Isso ocorre por algum tempo... até o momento em que a massa de capitais fictícios, incapaz de se reconverter na produção capitalista “normal”, flutua à procura de um lucro na especulação.

A partir daí, e sob uma forma latente, velada ou mais aberta, a crise financeira internacional ameaça, como expressão da crise clássica de superprodução.

O lugar, o papel jogado na economia, na política e na diplomacia mundiais pelo imperialismo estadunidense, sobre o qual repousa todo o edifício do sistema mundial do imperialismo, exigem que o dólar permaneça como meio de pagamento internacional.

Porém, cada vez mais, e sobretudo desde o início da década de 1960, as condições econômicas e financeiras não permitem que o dólar desempenhe livremente o seu papel de meio de pagamento internacional. Confrontado, por um lado, à concorrência de rivais que reconstruíram sua capacidade concorrencial, mas cuja estabilidade social é abalada pela luta de classes, e, por outro lado, com seu próprio proletariado, o imperialismo estadunidense deve sustentar a conjuntura econômica internacional por uma nova escalada das despesas armamentistas.

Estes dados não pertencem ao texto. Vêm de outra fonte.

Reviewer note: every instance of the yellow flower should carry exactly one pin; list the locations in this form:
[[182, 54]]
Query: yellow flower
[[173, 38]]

Essas despesas armamentistas conduzem a novas altas de preços e criam, pela inflação, uma massa sempre crescente de capitais flutuantes, que cada vez arruínam mais a economia, as finanças, as relações sociais.

Em 1968, o sistema começa a quebrar. Como o dólar não podia mais desempenhar livremente o seu papel de moeda de pagamento internacional, o imperialismo estadunidense engaja-se em uma política para impor seu curso foçado, quer dizer, a via de uma subordinação estreita das outras burguesias (alemã, japonesa, francesa, inglesa etc.) ao interesse exclusivo da burguesia estadunidense.

Dois mercados são constituídos: o do curso livre do dólar e o dos bancos controlados que podem obter reembolso de seus dólares pela cotação oficial de 35 dólares a onça de ouro(6).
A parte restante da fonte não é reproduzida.